Stowe Boyd, Contributor

June 13, 2006

1 Min Read

I recently spoke with Andrew McAfee of the Harvard Business School, and I am happy to say that he will be presenting at next week's Collaborative Technologies Conference 2006 in Boston.

His article in the Sloan Management Review highlighted the term "Enterprise 2.0" (although he wasn't the first to coin it), and he has continued his inquiry into that topic at his blog, where he defines the term in the following way:

Now, since I was the first to write extensively about Enterprise 2.0 I feel I'm entitled to define it:

'Enterprise 2.0' is the use of freeform social software within companies.

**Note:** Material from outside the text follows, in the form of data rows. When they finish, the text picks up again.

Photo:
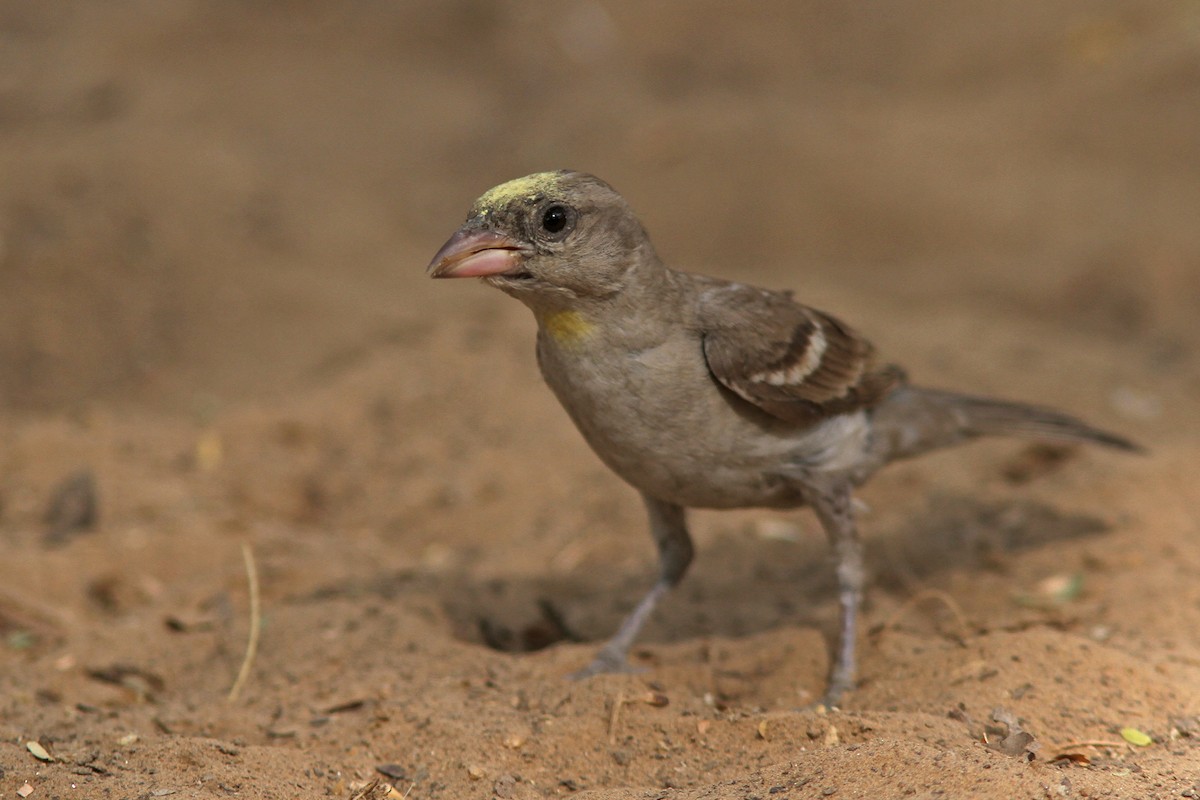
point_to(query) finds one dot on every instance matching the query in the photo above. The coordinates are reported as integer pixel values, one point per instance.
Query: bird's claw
(607, 662)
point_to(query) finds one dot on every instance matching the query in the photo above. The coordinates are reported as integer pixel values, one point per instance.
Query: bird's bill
(477, 254)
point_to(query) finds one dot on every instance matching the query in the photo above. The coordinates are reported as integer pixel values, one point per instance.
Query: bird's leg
(670, 531)
(833, 506)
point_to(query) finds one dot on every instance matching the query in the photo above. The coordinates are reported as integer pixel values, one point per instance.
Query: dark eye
(555, 218)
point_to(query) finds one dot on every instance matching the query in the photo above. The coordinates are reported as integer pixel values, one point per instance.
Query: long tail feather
(913, 420)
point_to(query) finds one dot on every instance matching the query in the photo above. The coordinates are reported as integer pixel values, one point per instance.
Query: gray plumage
(703, 392)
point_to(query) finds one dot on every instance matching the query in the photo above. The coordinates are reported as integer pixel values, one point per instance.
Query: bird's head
(545, 235)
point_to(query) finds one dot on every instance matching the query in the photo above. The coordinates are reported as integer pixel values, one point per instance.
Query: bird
(702, 392)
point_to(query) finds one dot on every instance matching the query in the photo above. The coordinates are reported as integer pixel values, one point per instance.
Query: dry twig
(256, 623)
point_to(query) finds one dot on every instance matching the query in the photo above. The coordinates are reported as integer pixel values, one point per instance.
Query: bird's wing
(795, 362)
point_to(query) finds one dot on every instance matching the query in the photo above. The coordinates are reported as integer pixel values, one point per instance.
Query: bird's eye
(555, 218)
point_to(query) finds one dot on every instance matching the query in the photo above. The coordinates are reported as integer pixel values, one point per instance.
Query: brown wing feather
(795, 362)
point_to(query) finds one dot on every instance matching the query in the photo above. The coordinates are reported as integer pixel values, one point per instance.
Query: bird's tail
(912, 421)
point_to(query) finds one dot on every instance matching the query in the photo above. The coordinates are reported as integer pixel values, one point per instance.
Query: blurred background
(203, 202)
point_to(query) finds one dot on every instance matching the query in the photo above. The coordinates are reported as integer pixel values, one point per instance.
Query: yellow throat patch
(568, 328)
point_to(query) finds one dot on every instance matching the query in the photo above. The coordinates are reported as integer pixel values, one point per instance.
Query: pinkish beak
(478, 254)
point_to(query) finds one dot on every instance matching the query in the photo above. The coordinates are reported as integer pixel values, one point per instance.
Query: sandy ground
(214, 221)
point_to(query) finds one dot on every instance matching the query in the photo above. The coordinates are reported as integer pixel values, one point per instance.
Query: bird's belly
(670, 432)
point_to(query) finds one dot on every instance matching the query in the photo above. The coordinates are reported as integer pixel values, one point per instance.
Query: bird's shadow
(739, 584)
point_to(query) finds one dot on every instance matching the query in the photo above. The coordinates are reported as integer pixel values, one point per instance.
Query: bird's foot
(607, 662)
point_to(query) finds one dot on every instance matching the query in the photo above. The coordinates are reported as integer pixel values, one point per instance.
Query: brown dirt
(214, 221)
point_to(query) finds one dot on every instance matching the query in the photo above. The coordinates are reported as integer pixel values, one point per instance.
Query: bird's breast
(657, 417)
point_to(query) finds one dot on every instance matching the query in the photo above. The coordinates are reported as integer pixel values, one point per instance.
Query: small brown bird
(702, 392)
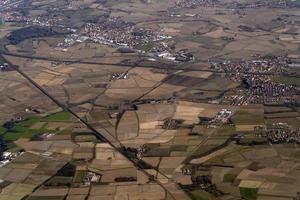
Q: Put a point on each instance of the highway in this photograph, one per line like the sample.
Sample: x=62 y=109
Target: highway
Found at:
x=118 y=147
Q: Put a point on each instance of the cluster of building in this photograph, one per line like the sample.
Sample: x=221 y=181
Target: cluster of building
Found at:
x=116 y=32
x=8 y=157
x=279 y=135
x=254 y=76
x=90 y=177
x=259 y=66
x=263 y=90
x=195 y=3
x=221 y=118
x=4 y=66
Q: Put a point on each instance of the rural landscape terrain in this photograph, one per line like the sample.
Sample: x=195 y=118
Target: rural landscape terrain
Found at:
x=149 y=100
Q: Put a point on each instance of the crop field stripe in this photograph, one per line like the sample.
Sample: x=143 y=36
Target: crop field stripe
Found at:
x=94 y=131
x=169 y=67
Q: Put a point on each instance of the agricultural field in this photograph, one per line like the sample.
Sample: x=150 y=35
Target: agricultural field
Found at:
x=149 y=99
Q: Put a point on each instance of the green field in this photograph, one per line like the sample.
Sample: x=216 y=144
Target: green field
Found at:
x=248 y=193
x=287 y=80
x=22 y=130
x=79 y=175
x=229 y=178
x=248 y=116
x=61 y=116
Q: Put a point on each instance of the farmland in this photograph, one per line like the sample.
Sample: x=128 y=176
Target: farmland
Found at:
x=149 y=99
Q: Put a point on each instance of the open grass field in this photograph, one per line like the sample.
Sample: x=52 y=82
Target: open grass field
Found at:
x=287 y=80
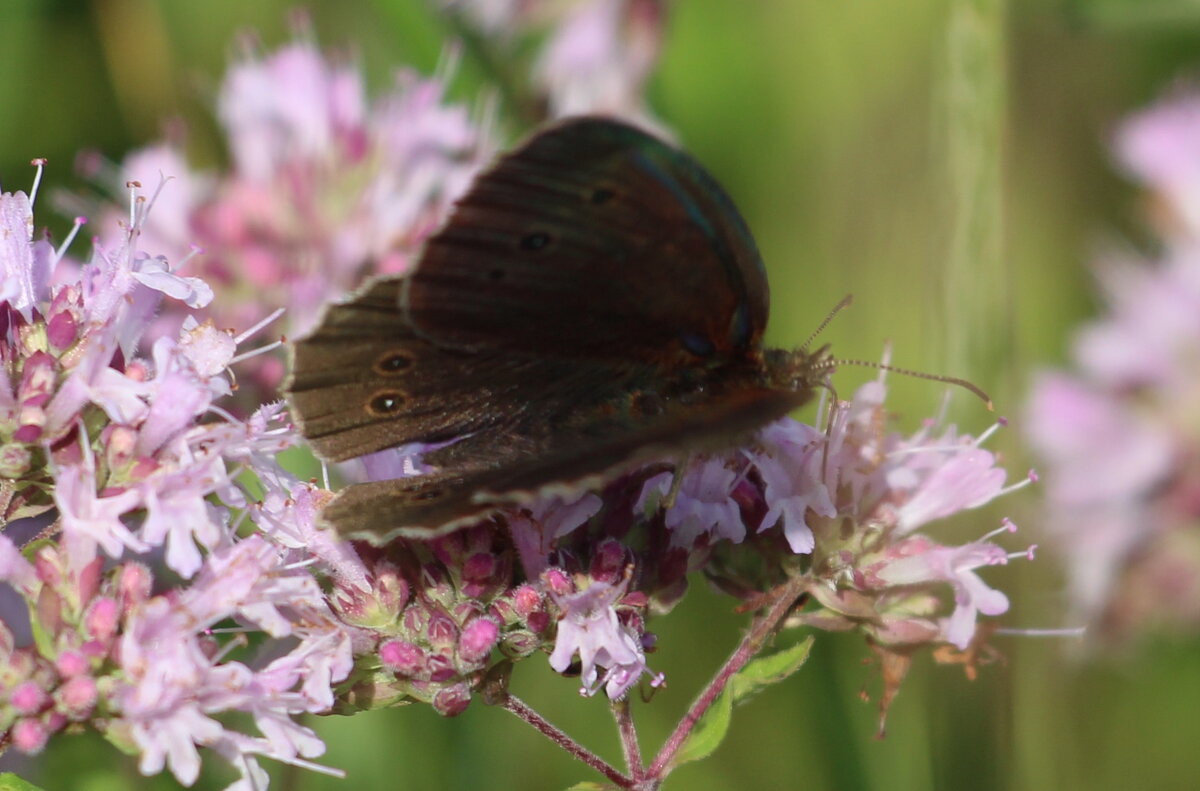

'Freeform' in this case means that the software is most or all of the following:

  • Optional

  • Free of up-front workflow

  • Egalitarian, or indifferent to formal organizational identities

  • Accepting of many types of data

'Social' means that there's always a person on at least one end of the wire with Enterprise 2.0 technologies. With wikis, prediction markets, blogs, del.icio.us, and other Web 2.0 technologies with clear enterprise applications people are doing all the interacting and providing some or all of the content; the IT is just doing housekeeping and/or bookkeeping.

At the conference, Andrew will provide a progress report of the use of these social tools in the enterprise, and discuss what companies have learned from their initial experiences with Enterprise 2.0.